A modified Kahn algorithm can compute them naturally.
This idea forms the basis of many distributed scheduling systems.
Applications
Topological sorting appears in numerous domains.
Build Systems
Source
↓
Parse
↓
Compile
↓
Link
Package Managers
Library A
↓
Library B
↓
Application
Data Pipelines
Extract
↓
Transform
↓
Load
University Courses
Calculus I
↓
Calculus II
↓
Differential Equations
Workflow Engines
Validate
↓
Process
↓
Publish
The same algorithm solves all of them.
Complexity Analysis
Let:
V= number of verticesE= number of edges
DFS-based topological sorting:
| Operation | Complexity |
|---|---|
| DFS traversal | O(V + E) |
| Reverse output | O(V) |
| Total | O(V + E) |
Kahn's algorithm:
| Operation | Complexity |
|---|---|
| In-degree computation | O(V + E) |
| Queue processing | O(V + E) |
| Total | O(V + E) |
Both algorithms are linear in graph size.
Common Pitfalls
Do not attempt topological sorting on undirected graphs.
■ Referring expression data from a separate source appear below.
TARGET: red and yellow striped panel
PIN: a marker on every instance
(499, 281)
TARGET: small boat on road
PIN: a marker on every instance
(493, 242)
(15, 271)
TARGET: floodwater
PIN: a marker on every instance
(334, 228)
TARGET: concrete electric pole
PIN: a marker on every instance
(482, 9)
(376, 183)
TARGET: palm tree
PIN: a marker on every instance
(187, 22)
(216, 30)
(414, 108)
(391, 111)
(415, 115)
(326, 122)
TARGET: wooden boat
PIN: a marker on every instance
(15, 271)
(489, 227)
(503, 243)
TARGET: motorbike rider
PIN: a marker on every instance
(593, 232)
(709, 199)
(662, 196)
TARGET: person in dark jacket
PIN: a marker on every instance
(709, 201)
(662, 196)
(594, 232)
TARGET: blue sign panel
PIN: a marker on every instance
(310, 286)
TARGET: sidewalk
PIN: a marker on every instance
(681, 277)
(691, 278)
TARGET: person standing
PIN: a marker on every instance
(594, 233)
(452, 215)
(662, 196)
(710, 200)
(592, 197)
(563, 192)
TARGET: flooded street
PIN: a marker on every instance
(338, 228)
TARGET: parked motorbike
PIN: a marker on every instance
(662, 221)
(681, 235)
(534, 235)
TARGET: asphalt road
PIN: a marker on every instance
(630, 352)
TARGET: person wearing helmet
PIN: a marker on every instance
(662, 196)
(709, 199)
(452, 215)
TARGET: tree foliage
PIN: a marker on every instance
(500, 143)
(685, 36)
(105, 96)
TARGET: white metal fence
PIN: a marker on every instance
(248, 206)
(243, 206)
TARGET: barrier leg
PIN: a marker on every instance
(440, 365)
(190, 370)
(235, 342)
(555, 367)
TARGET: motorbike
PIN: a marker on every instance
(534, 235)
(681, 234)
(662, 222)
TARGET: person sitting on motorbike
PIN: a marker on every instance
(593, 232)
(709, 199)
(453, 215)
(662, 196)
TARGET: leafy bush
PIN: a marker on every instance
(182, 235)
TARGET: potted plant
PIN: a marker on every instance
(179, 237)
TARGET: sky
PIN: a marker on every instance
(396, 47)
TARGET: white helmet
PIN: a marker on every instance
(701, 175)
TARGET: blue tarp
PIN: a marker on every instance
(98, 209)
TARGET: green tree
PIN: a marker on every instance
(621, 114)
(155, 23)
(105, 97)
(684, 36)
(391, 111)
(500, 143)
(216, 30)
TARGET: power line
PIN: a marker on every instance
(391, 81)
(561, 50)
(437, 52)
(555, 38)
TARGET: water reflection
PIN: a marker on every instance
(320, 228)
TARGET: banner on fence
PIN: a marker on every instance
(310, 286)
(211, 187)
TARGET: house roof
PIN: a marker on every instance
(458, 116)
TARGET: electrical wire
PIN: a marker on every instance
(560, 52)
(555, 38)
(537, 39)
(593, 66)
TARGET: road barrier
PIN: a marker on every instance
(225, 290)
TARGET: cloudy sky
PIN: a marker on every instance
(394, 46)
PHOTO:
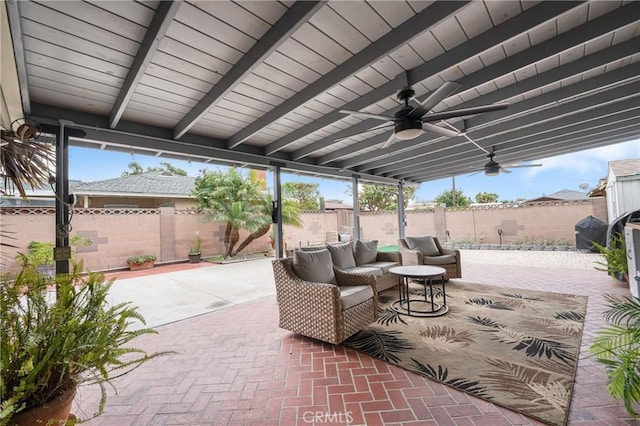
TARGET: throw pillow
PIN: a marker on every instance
(314, 266)
(425, 245)
(366, 252)
(342, 255)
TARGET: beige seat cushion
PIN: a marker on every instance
(365, 251)
(424, 245)
(354, 295)
(314, 266)
(376, 272)
(445, 259)
(342, 255)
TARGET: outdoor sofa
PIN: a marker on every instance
(320, 302)
(426, 250)
(362, 257)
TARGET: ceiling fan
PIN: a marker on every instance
(493, 168)
(409, 122)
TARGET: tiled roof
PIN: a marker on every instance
(628, 167)
(157, 183)
(565, 194)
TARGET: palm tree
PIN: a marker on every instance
(290, 216)
(24, 161)
(617, 347)
(241, 203)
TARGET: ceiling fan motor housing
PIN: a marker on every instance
(492, 168)
(408, 128)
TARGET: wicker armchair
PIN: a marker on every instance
(317, 309)
(445, 258)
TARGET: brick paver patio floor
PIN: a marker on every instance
(236, 367)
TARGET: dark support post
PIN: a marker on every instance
(277, 210)
(402, 222)
(62, 252)
(356, 209)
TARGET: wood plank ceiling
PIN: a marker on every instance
(252, 83)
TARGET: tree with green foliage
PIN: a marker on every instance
(136, 169)
(486, 197)
(446, 198)
(375, 197)
(617, 347)
(305, 194)
(241, 202)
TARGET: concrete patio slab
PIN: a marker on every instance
(163, 298)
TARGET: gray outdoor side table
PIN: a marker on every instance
(426, 307)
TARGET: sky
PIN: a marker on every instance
(567, 171)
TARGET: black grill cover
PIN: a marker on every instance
(590, 229)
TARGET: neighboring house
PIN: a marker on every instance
(144, 190)
(623, 187)
(563, 195)
(42, 196)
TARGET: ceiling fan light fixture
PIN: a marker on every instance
(408, 129)
(492, 168)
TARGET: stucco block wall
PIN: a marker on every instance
(169, 233)
(316, 225)
(381, 226)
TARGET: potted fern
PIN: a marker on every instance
(617, 346)
(614, 260)
(57, 334)
(143, 261)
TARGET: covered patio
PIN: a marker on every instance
(234, 368)
(486, 86)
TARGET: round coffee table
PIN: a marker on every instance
(421, 308)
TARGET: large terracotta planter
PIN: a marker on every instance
(55, 412)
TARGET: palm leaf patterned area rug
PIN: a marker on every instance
(516, 348)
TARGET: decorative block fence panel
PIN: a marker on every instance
(169, 233)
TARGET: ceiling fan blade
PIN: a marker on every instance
(440, 130)
(437, 96)
(515, 166)
(368, 115)
(440, 94)
(392, 139)
(463, 112)
(381, 126)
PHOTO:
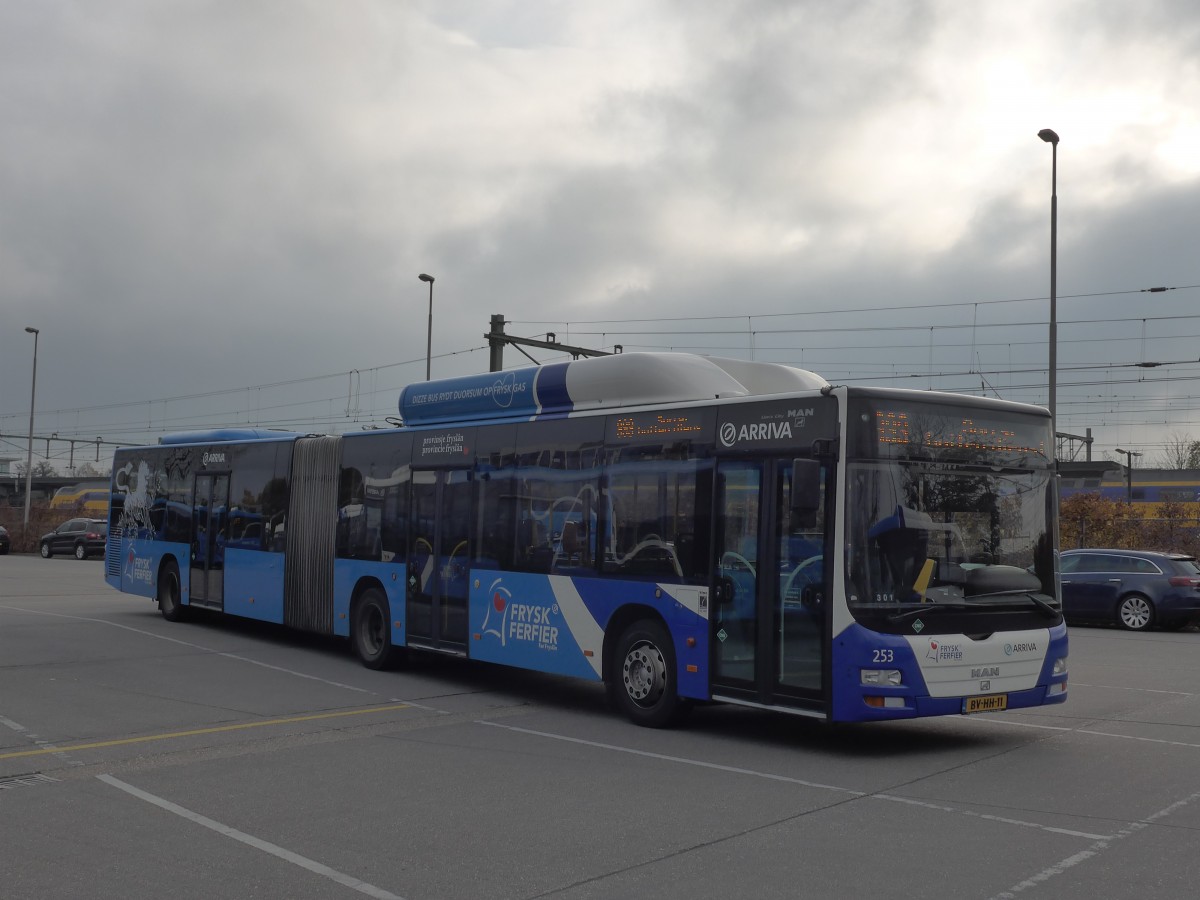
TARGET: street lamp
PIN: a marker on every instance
(29, 457)
(1129, 455)
(1051, 138)
(429, 340)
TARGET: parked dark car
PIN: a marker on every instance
(1133, 588)
(82, 537)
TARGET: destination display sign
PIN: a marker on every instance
(901, 429)
(663, 426)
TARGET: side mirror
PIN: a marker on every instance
(805, 490)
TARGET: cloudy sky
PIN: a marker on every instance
(216, 211)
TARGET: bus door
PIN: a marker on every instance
(438, 559)
(210, 504)
(771, 575)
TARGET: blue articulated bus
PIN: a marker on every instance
(683, 528)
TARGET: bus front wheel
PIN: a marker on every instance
(171, 603)
(371, 630)
(642, 676)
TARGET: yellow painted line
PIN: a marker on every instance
(214, 730)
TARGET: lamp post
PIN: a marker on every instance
(1129, 455)
(429, 340)
(29, 456)
(1051, 138)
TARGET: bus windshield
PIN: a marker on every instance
(936, 520)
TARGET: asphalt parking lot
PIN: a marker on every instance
(141, 759)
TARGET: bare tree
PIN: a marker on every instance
(1181, 453)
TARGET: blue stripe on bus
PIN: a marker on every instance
(551, 389)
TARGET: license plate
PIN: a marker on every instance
(988, 703)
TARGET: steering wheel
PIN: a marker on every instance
(731, 559)
(450, 563)
(808, 564)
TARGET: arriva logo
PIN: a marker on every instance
(733, 435)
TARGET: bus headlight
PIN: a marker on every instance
(881, 676)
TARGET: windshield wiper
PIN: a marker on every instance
(1042, 606)
(928, 609)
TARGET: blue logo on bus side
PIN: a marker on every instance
(516, 619)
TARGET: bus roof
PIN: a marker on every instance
(226, 435)
(599, 383)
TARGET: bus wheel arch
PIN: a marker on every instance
(1135, 612)
(169, 592)
(371, 627)
(641, 670)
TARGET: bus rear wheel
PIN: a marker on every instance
(642, 676)
(171, 601)
(371, 630)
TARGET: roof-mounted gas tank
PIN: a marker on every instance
(625, 379)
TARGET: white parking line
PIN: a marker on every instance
(1095, 850)
(802, 783)
(251, 840)
(195, 647)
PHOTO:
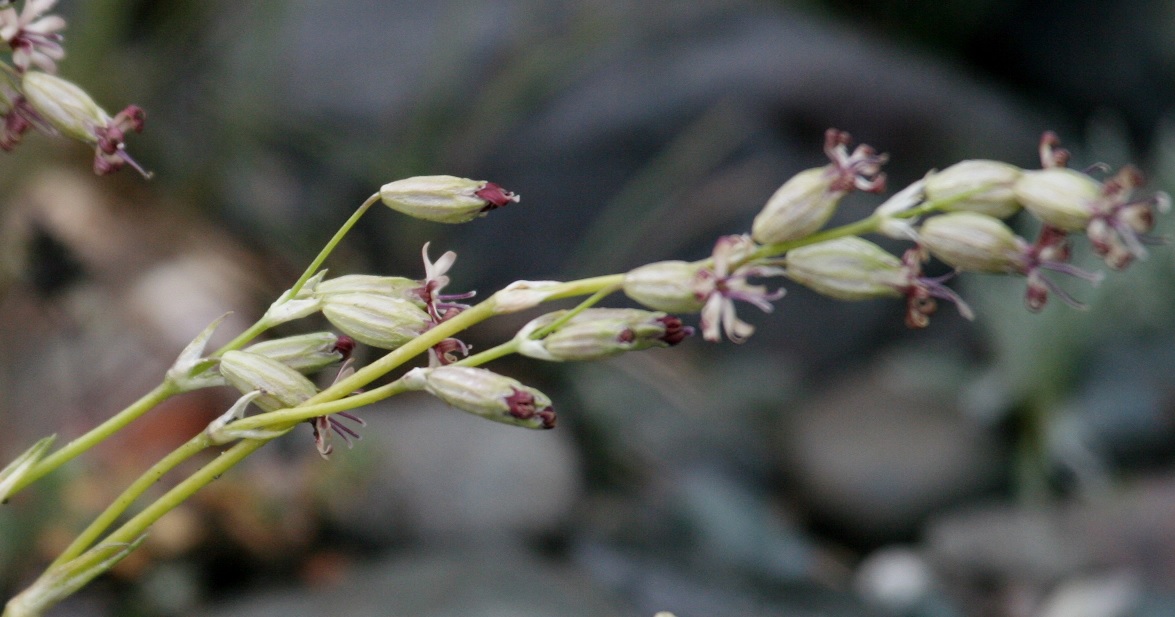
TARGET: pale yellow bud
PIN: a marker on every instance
(664, 286)
(1059, 196)
(847, 268)
(375, 320)
(988, 186)
(444, 199)
(975, 242)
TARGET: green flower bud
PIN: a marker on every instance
(485, 394)
(847, 268)
(15, 471)
(975, 242)
(370, 283)
(798, 208)
(998, 199)
(378, 321)
(304, 353)
(444, 199)
(281, 387)
(64, 579)
(1059, 196)
(664, 286)
(601, 333)
(65, 106)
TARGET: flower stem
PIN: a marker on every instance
(138, 524)
(103, 521)
(334, 242)
(96, 435)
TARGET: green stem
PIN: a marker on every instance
(96, 435)
(334, 242)
(262, 326)
(138, 524)
(284, 418)
(105, 520)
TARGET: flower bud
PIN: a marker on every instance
(370, 283)
(15, 471)
(988, 186)
(65, 106)
(378, 321)
(485, 394)
(522, 295)
(975, 242)
(847, 268)
(1059, 196)
(444, 199)
(601, 333)
(64, 579)
(664, 286)
(304, 353)
(798, 208)
(281, 387)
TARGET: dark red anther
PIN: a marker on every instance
(450, 350)
(495, 196)
(522, 404)
(344, 346)
(675, 330)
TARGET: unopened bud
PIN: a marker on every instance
(375, 320)
(304, 353)
(281, 387)
(979, 186)
(975, 242)
(370, 283)
(485, 394)
(64, 579)
(601, 333)
(664, 286)
(847, 268)
(1059, 196)
(522, 295)
(65, 106)
(444, 199)
(15, 471)
(798, 208)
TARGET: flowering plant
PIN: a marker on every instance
(957, 215)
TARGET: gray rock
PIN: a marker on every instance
(490, 581)
(440, 471)
(881, 448)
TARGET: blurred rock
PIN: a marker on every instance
(894, 578)
(441, 473)
(490, 581)
(884, 447)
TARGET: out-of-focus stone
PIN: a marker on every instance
(443, 473)
(883, 448)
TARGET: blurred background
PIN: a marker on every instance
(834, 465)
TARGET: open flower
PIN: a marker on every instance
(15, 112)
(442, 307)
(72, 112)
(720, 286)
(34, 39)
(978, 242)
(805, 202)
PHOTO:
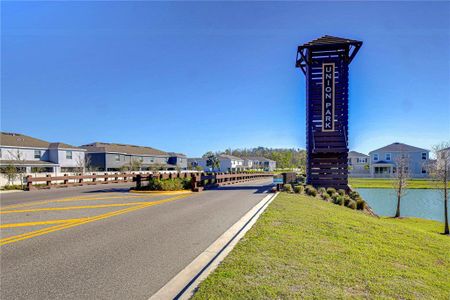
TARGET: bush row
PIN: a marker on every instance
(339, 197)
(168, 184)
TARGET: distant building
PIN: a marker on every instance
(33, 155)
(118, 157)
(228, 163)
(178, 161)
(383, 160)
(259, 163)
(359, 164)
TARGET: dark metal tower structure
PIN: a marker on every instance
(325, 62)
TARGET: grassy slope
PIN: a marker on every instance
(388, 183)
(304, 247)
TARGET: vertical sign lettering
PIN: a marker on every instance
(328, 97)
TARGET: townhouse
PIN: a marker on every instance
(384, 160)
(228, 163)
(358, 163)
(259, 163)
(121, 157)
(32, 155)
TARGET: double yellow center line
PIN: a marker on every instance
(76, 222)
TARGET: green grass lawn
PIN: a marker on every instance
(302, 247)
(388, 183)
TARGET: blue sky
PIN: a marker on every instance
(198, 76)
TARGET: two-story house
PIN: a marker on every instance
(33, 155)
(384, 160)
(260, 163)
(178, 161)
(118, 157)
(358, 164)
(228, 163)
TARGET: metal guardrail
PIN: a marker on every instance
(199, 180)
(48, 182)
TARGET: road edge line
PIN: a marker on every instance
(184, 284)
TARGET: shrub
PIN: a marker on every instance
(339, 200)
(310, 190)
(287, 188)
(331, 191)
(168, 184)
(347, 200)
(322, 190)
(360, 204)
(326, 197)
(298, 189)
(354, 195)
(334, 197)
(351, 204)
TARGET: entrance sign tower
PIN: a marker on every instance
(324, 62)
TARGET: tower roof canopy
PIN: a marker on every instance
(331, 40)
(321, 45)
The concept applies only to directed dependency structures.
Do not ignore cycles.
A cycle means no valid ordering exists.
Do not assume the output is unique.
Multiple valid solutions are common.
Do not forget sink vertices during graph construction.
Do not confuse DFS visitation order with topological order.
Only reverse finish order has the required property.
Do not assume every DAG has a single starting vertex.
Many DAGs contain multiple independent sources.
Recipe: Verify an Ordering
A useful validation technique checks every edge.
def verify_order(graph, order):
position = {
vertex: i
for i, vertex
in enumerate(order)
}
for source in graph:
for target in graph[source]:
if position[source] > position[target]:
return False
return True
This is often useful in testing and debugging.
Takeaway
Topological sorting transforms a dependency graph into a valid execution order. It applies to Directed Acyclic Graphs and forms the foundation of build systems, package managers, workflow engines, scheduling systems, and many data-processing pipelines. Whether implemented through DFS finish times or Kahn's in-degree algorithm, topological sorting provides a simple and efficient mechanism for respecting precedence constraints while exposing opportunities for parallel execution.